Don’t assume poor children are doomed to fail in school, responds Kevin Carey on The Quick and the Ed. More children are living in poverty in Washington, D.C., but test scores have risen.
The rate of black fourth graders in DC scoring above Basic on the NAEP math exam increased from 45 to 50 percent. For low-income students, the rate increased from 43 to 48 percent. Both increases were statistically significant. For low-income 8th graders, 28 to 34 percent. For black 8th graders, 31 to 36 percent. 4th grade reading? 29 to 35 percent for low-income students, 33 to 37 percent for black students. (8th grade reading scores increased too, although not at statistically significant level.)
In other words, Michelle Rhee said poverty was no excuse for her own performance, and then delivered.
In a TNR Symposium in March, Carey nailed the issue:
Of course hunger, mobility, stress, and poor health are barriers to learning.

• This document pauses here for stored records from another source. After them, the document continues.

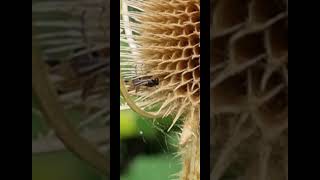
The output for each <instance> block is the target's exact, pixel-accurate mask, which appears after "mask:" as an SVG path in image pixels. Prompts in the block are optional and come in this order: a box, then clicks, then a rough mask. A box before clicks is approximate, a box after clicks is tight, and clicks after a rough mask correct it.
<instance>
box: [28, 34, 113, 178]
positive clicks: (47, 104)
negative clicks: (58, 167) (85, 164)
mask: <svg viewBox="0 0 320 180" xmlns="http://www.w3.org/2000/svg"><path fill="white" fill-rule="evenodd" d="M32 93H33V95H35V96H36V98H37V99H38V100H39V105H40V108H41V109H42V112H43V115H44V117H45V118H44V119H45V120H46V121H47V123H48V124H49V125H50V126H51V127H52V128H53V129H54V130H55V133H56V135H57V137H58V138H59V139H60V140H61V141H62V142H63V143H64V144H65V146H66V147H67V148H68V149H69V150H70V151H72V152H74V153H75V154H76V155H78V156H79V157H80V158H81V159H83V160H85V161H87V162H89V164H90V165H92V166H93V167H94V168H96V169H97V170H98V171H99V172H100V173H102V174H104V175H106V174H108V173H109V169H108V165H107V162H106V157H105V156H104V155H103V154H101V153H100V152H99V151H98V150H97V148H96V147H95V146H94V145H93V144H91V143H90V142H88V141H87V140H86V139H84V138H82V137H81V136H79V135H78V133H77V132H76V130H75V128H74V127H73V126H72V125H71V124H70V122H69V120H68V118H67V117H66V115H65V113H64V110H63V108H62V106H61V105H60V104H59V103H58V100H57V99H58V97H57V94H56V92H55V91H54V89H53V87H52V85H51V83H50V81H49V78H48V73H47V72H46V67H45V64H44V62H43V61H42V59H41V58H40V54H39V52H38V51H37V50H36V47H35V44H34V41H33V40H32Z"/></svg>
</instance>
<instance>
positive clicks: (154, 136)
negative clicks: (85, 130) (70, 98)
mask: <svg viewBox="0 0 320 180" xmlns="http://www.w3.org/2000/svg"><path fill="white" fill-rule="evenodd" d="M33 106H34V105H33ZM76 114H77V113H72V114H71V115H70V116H73V117H76ZM161 121H162V122H159V121H155V122H152V120H149V119H144V118H142V117H140V116H138V115H137V114H136V113H134V112H132V111H131V110H124V111H121V119H120V127H121V128H120V137H121V146H120V159H119V160H120V169H121V180H148V179H152V180H166V179H172V178H174V174H176V173H177V172H178V171H179V169H180V165H179V163H178V157H176V156H175V154H176V148H175V146H174V145H173V144H176V143H175V142H176V140H177V138H176V135H175V133H173V132H174V131H172V133H167V132H164V131H163V130H162V128H165V127H166V126H168V125H170V119H163V120H161ZM46 131H47V126H46V125H45V123H44V121H43V119H42V118H41V117H40V116H39V115H38V114H37V113H36V112H33V113H32V137H33V139H35V138H37V136H38V134H39V133H43V132H46ZM38 138H39V137H38ZM111 148H112V147H111ZM111 164H112V162H111ZM32 179H33V180H58V179H59V180H102V179H106V177H101V176H100V175H98V174H97V173H96V171H95V170H94V169H92V168H91V167H89V166H88V165H87V164H86V162H84V161H82V160H80V159H78V158H77V157H76V156H74V155H73V154H72V153H70V152H67V151H64V152H54V153H43V154H36V155H34V154H33V155H32Z"/></svg>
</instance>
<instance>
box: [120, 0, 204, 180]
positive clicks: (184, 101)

But let me put it this way: Say we have a group of low-income minority students with chronic health problems whose parents are unemployed. They can attend one of two schools. The first has crumbling facilities, no coherent curriculum, indifferent leadership, and a poorly trained staff of unmotivated teachers who can never be fired. We suspect that academic results in this school are very bad, but we don’t know for sure because the only available data comes from the school itself, which reports that students are doing “fine, all things considered.”

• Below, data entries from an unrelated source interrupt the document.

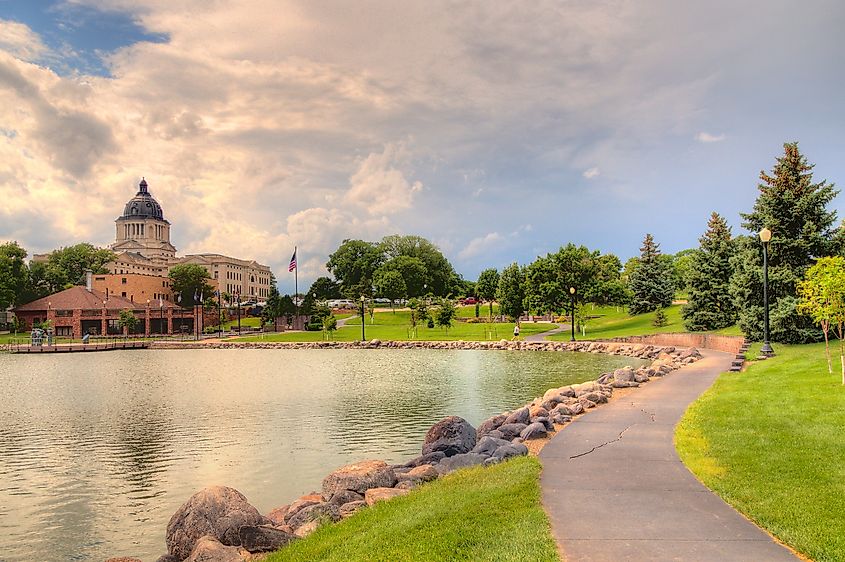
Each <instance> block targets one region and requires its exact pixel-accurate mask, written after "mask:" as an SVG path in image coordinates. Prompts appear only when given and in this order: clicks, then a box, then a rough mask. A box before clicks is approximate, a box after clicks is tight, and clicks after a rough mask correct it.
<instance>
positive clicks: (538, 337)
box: [525, 324, 569, 341]
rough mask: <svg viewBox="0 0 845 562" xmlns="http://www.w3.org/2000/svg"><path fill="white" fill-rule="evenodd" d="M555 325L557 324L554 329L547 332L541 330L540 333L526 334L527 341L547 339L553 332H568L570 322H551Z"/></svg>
mask: <svg viewBox="0 0 845 562" xmlns="http://www.w3.org/2000/svg"><path fill="white" fill-rule="evenodd" d="M551 325H553V326H557V328H554V329H553V330H548V331H546V332H540V333H539V334H531V335H530V336H525V341H545V340H546V336H550V335H552V334H559V333H561V332H566V331H568V330H569V324H551Z"/></svg>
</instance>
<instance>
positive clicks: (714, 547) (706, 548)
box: [540, 350, 798, 562]
mask: <svg viewBox="0 0 845 562" xmlns="http://www.w3.org/2000/svg"><path fill="white" fill-rule="evenodd" d="M702 354H703V356H704V358H703V359H702V360H700V361H698V362H696V363H694V364H692V365H687V366H685V367H684V368H682V369H680V370H677V371H674V372H672V373H671V374H669V375H668V376H666V377H664V378H662V379H657V380H652V381H651V382H650V383H648V384H647V385H644V386H643V387H642V388H638V389H636V390H634V391H633V392H631V393H630V394H629V395H627V396H625V397H624V398H618V399H616V400H614V401H612V402H611V403H610V404H608V405H605V406H602V407H600V408H597V409H596V410H594V411H592V412H590V413H589V414H587V415H585V416H582V417H579V418H577V419H576V420H575V421H574V422H573V423H571V424H570V425H569V426H567V427H566V428H565V429H563V430H562V431H560V432H559V433H558V434H557V435H556V436H555V437H554V438H553V439H552V440H551V441H550V442H549V443H548V444H547V445H546V446H545V447H544V448H543V450H542V451H541V452H540V460H541V462H542V464H543V474H542V477H541V486H542V493H543V504H544V506H545V508H546V511H547V513H548V514H549V517H550V519H551V522H552V532H553V534H554V536H555V539H556V540H557V542H558V545H560V547H561V550H562V552H563V555H564V557H565V560H566V561H567V562H576V561H587V560H589V561H614V562H617V561H622V560H637V561H640V560H642V561H649V562H652V561H658V560H675V561H702V562H703V561H707V562H711V561H717V560H718V561H722V562H724V561H737V562H740V561H742V562H745V561H750V560H754V561H757V560H760V561H764V560H765V561H767V562H778V561H792V562H794V561H795V560H798V558H796V557H795V556H794V555H793V554H792V553H791V552H790V551H789V550H787V549H786V548H785V547H783V546H781V545H779V544H777V543H776V542H774V540H772V538H771V537H769V535H767V534H766V533H765V532H763V531H761V530H760V529H759V528H757V527H756V526H755V525H754V524H752V523H750V522H749V521H748V520H746V519H745V518H744V517H743V516H741V515H740V514H739V513H737V512H736V511H734V509H733V508H732V507H730V506H729V505H728V504H726V503H725V502H724V501H722V499H720V498H719V497H718V496H716V495H715V494H714V493H712V492H711V491H710V490H708V489H707V488H706V487H704V485H702V484H701V483H700V482H699V481H698V480H696V478H695V477H694V476H693V475H692V474H691V473H690V472H689V471H688V470H687V469H686V467H685V466H684V465H683V464H682V463H681V461H680V459H679V458H678V455H677V453H676V452H675V446H674V443H673V435H674V428H675V424H677V422H678V420H680V418H681V416H682V415H683V413H684V411H685V410H686V409H687V406H688V405H689V404H690V402H692V401H693V400H695V399H696V398H697V397H698V396H699V395H700V394H701V393H702V392H704V391H705V390H706V389H707V388H708V387H710V385H711V384H712V383H713V381H714V380H716V377H717V376H718V375H719V373H721V372H724V371H727V370H728V368H729V367H730V365H731V356H730V355H728V354H727V353H720V352H716V351H709V350H702Z"/></svg>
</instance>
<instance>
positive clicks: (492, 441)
mask: <svg viewBox="0 0 845 562" xmlns="http://www.w3.org/2000/svg"><path fill="white" fill-rule="evenodd" d="M508 443H510V441H507V440H505V439H496V438H495V437H490V436H487V437H482V438H481V439H480V440H479V441H478V444H477V445H476V446H475V447H474V448H473V449H472V452H473V453H477V454H479V455H485V456H488V457H489V456H490V455H492V454H493V451H495V450H496V449H498V448H499V447H501V446H502V445H507V444H508Z"/></svg>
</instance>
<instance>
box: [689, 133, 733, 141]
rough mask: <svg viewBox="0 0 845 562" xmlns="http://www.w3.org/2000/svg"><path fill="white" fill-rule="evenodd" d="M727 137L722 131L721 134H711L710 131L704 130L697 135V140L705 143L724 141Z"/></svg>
mask: <svg viewBox="0 0 845 562" xmlns="http://www.w3.org/2000/svg"><path fill="white" fill-rule="evenodd" d="M726 138H728V137H727V136H726V135H725V134H724V133H721V134H719V135H711V134H710V133H707V132H704V131H702V132H700V133H698V134H697V135H695V140H697V141H698V142H704V143H710V142H722V141H723V140H725V139H726Z"/></svg>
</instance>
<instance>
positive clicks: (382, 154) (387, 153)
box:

The second school has new facilities, a rich curriculum, and a strong principal. Teachers are well-trained and work in a cooperative, mutually supportive environment. Excellent teaching is rewarded, and there is no tolerance for incompetence. Student results on national criterion-referenced tests are reported to the community every year.
Do you care which school those children attend? Or are you indifferent, because the differences between them are “likely to be overwhelmed by the impact of unemployment”?
If poverty is destiny, then schools do get a pass for failure. I have a modest proposal: Any school that can’t make a difference for its students should replace its teachers with aides who can supervise recess, sports, art and music. Let the kids have fun before they start their grim, hopeless adult lives. Give parents who want their children to be educated a voucher good at a no-excuses school that teaches reading, writing, ‘rithmetic, history, science, etc. I’d bet most parents, even low-income, poorly educated parents, would choose a real school.